Amadou Lamine Sall se porte candidat au Secrétariat général de la Francophonie

8 septembre 2025

Dans l’émission JDD diffusée ce dimanche sur iTV, l’écrivain et poète Amadou Lamine Sall a officiellement présenté sa candidature au poste de secrétaire général de l’Organisation internationale de la Francophonie (OIF) pour l’élection de 2026. Face à Mamadou Ndiaye, l’intellectuel sénégalais a exposé en détail sa vision d’une « francophonie des peuples » et sa feuille de route afin de regagner l’adhésion des pays africains qui se sont éloignés de l’organisation.

« Je n’ai pas le choix. On m’a choisi, on m’a été proposé par des amis et par l’ensemble de la communauté nationale et internationale », a déclaré Amadou Lamine Sall.

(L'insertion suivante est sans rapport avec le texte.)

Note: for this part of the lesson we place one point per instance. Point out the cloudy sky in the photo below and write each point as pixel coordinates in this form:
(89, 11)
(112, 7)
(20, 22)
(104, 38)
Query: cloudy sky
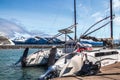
(49, 16)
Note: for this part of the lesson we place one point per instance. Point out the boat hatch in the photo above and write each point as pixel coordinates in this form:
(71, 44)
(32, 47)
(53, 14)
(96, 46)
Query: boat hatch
(105, 53)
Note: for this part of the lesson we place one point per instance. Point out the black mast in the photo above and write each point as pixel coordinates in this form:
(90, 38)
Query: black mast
(75, 19)
(111, 19)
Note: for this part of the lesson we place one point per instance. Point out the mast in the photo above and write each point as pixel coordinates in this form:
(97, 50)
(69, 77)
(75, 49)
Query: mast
(111, 19)
(75, 20)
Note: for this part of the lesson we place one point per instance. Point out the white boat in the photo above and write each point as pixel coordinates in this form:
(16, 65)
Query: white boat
(83, 63)
(5, 41)
(41, 57)
(86, 62)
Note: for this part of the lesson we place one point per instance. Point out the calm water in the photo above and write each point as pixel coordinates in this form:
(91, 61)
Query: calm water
(10, 72)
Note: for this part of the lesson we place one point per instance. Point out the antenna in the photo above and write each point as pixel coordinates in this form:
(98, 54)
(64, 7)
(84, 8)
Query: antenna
(111, 19)
(75, 19)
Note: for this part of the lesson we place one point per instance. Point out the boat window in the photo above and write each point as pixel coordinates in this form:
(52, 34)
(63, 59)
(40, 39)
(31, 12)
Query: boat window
(105, 53)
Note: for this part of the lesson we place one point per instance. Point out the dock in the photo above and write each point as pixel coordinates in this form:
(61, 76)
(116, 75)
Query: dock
(29, 46)
(111, 72)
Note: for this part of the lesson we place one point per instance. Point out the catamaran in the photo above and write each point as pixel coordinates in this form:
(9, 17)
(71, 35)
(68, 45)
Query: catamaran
(41, 57)
(86, 62)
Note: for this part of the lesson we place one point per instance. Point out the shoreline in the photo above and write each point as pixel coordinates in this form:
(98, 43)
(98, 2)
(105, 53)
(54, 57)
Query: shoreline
(29, 46)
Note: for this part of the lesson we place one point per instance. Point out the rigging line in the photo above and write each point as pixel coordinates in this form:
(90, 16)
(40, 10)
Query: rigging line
(96, 24)
(59, 34)
(97, 28)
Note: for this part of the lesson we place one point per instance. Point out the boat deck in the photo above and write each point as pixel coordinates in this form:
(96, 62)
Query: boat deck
(111, 72)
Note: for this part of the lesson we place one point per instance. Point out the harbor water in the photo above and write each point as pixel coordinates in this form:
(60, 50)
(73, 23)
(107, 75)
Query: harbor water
(8, 71)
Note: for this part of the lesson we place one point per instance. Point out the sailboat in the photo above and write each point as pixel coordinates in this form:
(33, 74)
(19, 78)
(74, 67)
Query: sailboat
(42, 57)
(86, 62)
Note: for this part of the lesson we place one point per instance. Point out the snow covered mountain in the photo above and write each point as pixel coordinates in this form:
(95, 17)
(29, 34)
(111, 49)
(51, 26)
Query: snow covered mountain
(15, 30)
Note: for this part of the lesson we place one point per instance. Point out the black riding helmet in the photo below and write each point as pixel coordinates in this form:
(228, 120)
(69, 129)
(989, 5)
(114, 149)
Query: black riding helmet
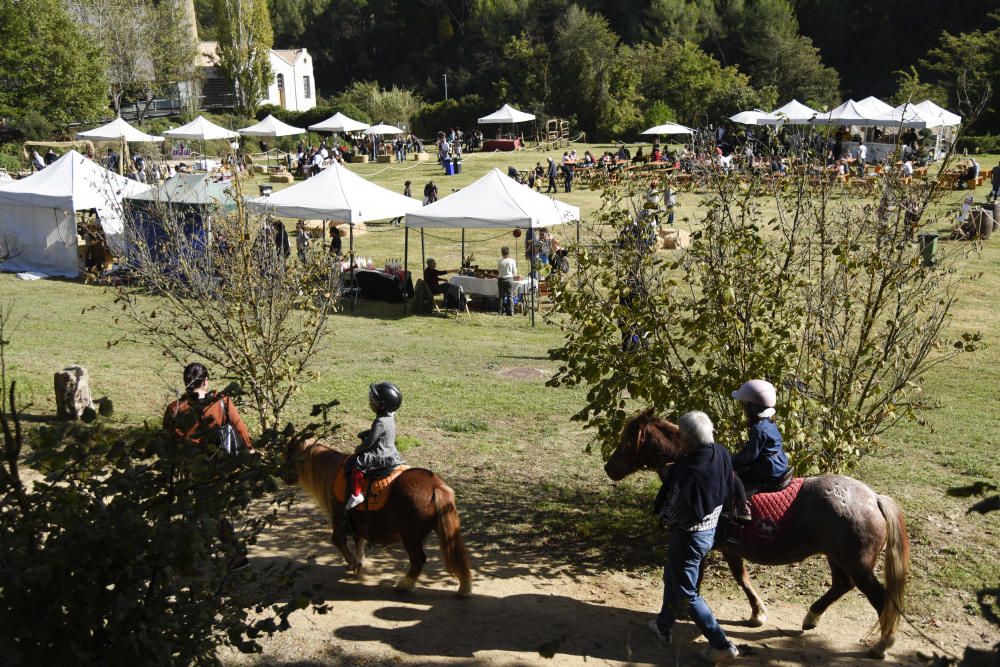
(387, 395)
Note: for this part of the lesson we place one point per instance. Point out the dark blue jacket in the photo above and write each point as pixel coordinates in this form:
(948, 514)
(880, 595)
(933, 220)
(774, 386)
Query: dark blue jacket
(763, 454)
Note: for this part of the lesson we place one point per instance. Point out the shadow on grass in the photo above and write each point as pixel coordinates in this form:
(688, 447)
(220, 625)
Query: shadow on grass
(432, 623)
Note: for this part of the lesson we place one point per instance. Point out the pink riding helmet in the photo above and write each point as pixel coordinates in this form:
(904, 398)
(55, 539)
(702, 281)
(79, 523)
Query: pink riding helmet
(760, 392)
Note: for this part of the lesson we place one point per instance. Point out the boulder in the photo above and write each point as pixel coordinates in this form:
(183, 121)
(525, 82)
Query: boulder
(72, 386)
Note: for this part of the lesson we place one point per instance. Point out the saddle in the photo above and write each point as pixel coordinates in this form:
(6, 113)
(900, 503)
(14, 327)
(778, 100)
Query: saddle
(376, 490)
(769, 511)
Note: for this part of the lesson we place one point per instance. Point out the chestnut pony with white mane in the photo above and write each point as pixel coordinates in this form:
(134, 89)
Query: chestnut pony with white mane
(833, 515)
(419, 502)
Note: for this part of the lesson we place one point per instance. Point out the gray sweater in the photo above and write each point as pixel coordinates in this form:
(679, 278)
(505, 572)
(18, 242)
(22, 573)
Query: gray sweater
(378, 445)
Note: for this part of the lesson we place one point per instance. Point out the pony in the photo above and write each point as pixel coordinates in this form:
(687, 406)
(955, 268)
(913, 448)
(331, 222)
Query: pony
(419, 502)
(836, 516)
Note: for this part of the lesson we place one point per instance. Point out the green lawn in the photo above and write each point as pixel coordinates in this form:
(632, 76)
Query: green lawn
(489, 433)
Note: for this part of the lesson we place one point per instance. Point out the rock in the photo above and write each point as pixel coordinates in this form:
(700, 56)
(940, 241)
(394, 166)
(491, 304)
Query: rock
(72, 386)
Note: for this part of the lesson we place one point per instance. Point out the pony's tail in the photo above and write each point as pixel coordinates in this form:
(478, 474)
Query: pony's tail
(897, 567)
(456, 558)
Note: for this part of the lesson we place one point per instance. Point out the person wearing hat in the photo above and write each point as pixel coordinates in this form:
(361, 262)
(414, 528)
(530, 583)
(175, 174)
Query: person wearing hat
(762, 460)
(377, 450)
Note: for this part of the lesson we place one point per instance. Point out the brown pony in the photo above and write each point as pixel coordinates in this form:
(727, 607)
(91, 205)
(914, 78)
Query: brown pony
(419, 502)
(832, 515)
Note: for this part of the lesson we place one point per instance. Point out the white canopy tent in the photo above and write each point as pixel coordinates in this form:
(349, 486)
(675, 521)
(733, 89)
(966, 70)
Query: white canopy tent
(494, 201)
(201, 128)
(669, 128)
(755, 117)
(338, 122)
(271, 127)
(794, 113)
(117, 130)
(337, 193)
(506, 114)
(38, 213)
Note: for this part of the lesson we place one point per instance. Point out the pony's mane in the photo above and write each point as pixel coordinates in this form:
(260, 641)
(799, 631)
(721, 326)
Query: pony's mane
(660, 432)
(317, 468)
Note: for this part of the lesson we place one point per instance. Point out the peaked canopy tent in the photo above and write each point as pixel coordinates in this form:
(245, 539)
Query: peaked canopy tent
(669, 128)
(494, 201)
(203, 129)
(338, 122)
(337, 193)
(270, 127)
(38, 213)
(755, 117)
(505, 115)
(119, 130)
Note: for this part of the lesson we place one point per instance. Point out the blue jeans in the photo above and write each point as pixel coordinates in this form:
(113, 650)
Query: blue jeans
(685, 551)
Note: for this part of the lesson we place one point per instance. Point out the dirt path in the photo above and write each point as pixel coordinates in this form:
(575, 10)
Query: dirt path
(528, 603)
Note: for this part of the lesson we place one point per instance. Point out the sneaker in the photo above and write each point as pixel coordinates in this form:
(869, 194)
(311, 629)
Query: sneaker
(662, 638)
(717, 656)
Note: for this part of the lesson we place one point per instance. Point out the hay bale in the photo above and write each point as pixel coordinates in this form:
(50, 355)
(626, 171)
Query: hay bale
(671, 239)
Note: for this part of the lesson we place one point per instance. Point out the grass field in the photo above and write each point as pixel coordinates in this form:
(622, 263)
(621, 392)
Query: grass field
(476, 408)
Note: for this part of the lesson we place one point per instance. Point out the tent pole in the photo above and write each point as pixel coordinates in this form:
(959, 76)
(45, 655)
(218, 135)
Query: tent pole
(531, 281)
(350, 230)
(406, 260)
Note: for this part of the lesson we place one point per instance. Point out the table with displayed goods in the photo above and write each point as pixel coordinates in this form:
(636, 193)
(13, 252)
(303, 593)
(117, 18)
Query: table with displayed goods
(484, 284)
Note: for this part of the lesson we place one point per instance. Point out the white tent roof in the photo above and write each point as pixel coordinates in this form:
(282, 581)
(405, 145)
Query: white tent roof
(201, 128)
(338, 122)
(669, 128)
(337, 193)
(382, 129)
(494, 201)
(795, 113)
(929, 109)
(755, 117)
(270, 127)
(117, 130)
(506, 114)
(71, 183)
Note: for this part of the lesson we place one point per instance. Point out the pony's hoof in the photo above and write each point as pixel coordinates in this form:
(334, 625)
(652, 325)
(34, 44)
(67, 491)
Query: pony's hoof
(876, 652)
(405, 585)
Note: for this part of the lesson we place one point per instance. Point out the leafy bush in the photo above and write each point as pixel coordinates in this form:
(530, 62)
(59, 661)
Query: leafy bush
(826, 299)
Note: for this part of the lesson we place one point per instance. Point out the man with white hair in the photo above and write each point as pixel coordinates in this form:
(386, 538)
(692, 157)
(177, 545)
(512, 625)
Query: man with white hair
(690, 502)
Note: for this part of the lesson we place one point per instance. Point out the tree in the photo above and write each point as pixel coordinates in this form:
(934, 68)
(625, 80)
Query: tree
(594, 79)
(124, 548)
(139, 69)
(694, 84)
(47, 66)
(967, 67)
(232, 302)
(827, 299)
(243, 31)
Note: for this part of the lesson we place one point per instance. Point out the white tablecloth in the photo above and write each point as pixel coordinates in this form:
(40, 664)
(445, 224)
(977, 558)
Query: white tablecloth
(485, 286)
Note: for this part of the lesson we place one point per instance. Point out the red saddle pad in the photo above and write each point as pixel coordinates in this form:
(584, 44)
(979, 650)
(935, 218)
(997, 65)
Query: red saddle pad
(768, 510)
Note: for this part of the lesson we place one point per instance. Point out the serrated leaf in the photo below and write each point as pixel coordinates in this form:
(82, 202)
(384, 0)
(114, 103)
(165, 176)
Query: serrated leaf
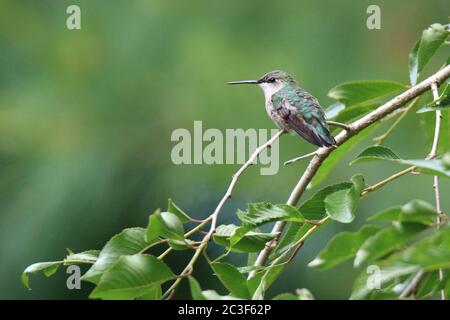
(432, 38)
(132, 277)
(262, 280)
(314, 207)
(429, 284)
(232, 279)
(213, 295)
(152, 293)
(333, 110)
(166, 225)
(368, 282)
(386, 241)
(354, 112)
(375, 153)
(250, 241)
(89, 256)
(173, 208)
(300, 294)
(364, 92)
(285, 296)
(265, 212)
(180, 245)
(430, 253)
(442, 103)
(295, 231)
(341, 205)
(196, 290)
(127, 242)
(342, 247)
(337, 155)
(47, 268)
(414, 211)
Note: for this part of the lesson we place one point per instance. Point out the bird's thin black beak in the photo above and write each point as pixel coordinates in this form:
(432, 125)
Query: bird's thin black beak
(244, 82)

Sa démarche a notamment été lancée par Alioune Tine, ancien directeur d’Amnesty International pour l’Afrique de l’Ouest, dans une tribune qui a fait sensation. Le poète attend désormais « le feu vert » du président sénégalais Bassirou Diomaye Faye et de son gouvernement pour officialiser sa campagne.

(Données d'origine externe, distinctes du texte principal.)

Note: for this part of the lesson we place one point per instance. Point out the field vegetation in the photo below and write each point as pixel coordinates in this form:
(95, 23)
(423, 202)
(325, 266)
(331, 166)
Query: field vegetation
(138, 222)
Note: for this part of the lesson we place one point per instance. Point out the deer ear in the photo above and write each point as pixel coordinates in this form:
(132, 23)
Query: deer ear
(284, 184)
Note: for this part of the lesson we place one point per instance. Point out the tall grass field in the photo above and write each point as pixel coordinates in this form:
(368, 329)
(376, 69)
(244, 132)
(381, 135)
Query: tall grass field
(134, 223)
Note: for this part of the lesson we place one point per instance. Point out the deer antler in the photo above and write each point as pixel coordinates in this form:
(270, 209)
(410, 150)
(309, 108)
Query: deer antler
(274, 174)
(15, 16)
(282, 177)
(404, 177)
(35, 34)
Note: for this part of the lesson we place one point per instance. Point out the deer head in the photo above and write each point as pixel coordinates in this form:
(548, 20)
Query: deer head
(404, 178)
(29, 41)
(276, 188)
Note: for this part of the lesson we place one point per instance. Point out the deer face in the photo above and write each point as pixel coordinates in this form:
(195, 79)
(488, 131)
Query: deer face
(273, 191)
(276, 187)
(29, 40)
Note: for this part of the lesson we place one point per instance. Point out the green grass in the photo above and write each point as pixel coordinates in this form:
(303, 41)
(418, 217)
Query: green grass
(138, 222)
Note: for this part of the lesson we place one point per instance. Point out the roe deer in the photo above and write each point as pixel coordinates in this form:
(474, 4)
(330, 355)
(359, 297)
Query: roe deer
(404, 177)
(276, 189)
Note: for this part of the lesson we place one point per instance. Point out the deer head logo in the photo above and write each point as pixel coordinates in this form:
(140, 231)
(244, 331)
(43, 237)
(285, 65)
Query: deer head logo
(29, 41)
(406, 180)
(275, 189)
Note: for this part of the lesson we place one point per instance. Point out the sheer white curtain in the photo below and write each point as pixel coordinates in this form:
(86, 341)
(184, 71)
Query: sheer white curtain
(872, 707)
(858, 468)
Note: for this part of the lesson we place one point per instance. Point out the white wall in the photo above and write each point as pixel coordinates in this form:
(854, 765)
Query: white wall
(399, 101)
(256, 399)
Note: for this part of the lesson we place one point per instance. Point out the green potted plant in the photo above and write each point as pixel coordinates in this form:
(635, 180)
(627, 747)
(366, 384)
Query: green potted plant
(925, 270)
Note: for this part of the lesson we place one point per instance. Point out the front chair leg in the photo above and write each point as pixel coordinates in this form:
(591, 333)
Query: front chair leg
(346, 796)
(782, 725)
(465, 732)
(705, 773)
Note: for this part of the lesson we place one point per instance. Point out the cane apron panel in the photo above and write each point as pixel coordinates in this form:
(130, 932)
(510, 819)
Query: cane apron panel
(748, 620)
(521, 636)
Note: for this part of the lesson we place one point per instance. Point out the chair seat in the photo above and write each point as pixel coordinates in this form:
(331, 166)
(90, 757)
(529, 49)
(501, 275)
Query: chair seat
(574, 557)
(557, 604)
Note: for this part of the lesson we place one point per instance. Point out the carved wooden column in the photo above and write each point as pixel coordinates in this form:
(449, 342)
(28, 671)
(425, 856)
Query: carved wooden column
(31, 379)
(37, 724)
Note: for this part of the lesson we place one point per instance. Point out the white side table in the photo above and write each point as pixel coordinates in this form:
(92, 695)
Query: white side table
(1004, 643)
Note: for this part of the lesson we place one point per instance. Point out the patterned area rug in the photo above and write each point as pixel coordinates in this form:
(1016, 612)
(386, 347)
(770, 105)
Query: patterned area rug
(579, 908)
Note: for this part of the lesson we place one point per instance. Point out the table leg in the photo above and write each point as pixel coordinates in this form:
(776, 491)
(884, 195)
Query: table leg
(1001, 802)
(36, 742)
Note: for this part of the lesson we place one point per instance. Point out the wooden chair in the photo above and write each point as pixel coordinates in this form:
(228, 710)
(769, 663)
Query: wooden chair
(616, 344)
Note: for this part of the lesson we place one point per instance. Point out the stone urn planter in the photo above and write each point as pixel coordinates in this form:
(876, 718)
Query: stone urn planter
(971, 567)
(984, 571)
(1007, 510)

Lamine Sall identifie l’un des défis majeurs à relever comme étant le retour du Niger, du Mali et du Burkina Faso au sein de l’organisation. « Le Niger est père fondateur de la Francophonie avec Hamani Diori », a-t-il rappelé, illustrant son idée avec une métaphore frappante : « on a divorcé avec la femme mais on la garde dans son lit ». Selon lui, ces pays peuvent être reconquis car « la francophonie politique a échoué » et mérite une refonte totale.

Le candidat sénégalais met en exergue les racines africaines de l’institution : « La Francophonie a été créée par les Africains. Elle n’a pas été créée par la France ». Il évoque Léopold Sédar Senghor, Hamani Diori du Niger et Habib Bourguiba de Tunisie comme les véritables fondateurs. « Soixante-dix pour cent des membres qui forment la Francophonie » seraient africains, affirme-t-il, ajoutant que « s’il n’y avait pas aujourd’hui l’Afrique, la langue française serait longtemps dans un cimetière ».

Amadou Lamine Sall propose une refonte radicale de l’OIF, en la transformant en une « francophonie des peuples et non pas une francophonie des élites », en associant « les jeunes, les femmes, la société civile » à la gouvernance de l’organisation. Sa campagne bénéficie déjà de soutiens internationaux, notamment au Canada, au Québec et au Maroc.

Le poète, qui se décrit comme « un enfant de la République », conditionne sa candidature officielle à l’approbation des autorités sénégalaises. « Cette candidature n’aura pas de sens si elle n’est pas portée par mon pays », a-t-il souligné, exprimant l’espoir que sa candidature soit présentée lors du prochain sommet des ministres de la Francophonie en novembre 2025 à Kigali.

La course pour succéder à Louise Mushikiwabo s’ouvre donc avec un candidat africain résolu à redonner à la Francophonie ses racines continentales et à réconcilier l’organisation avec ses États dissidents.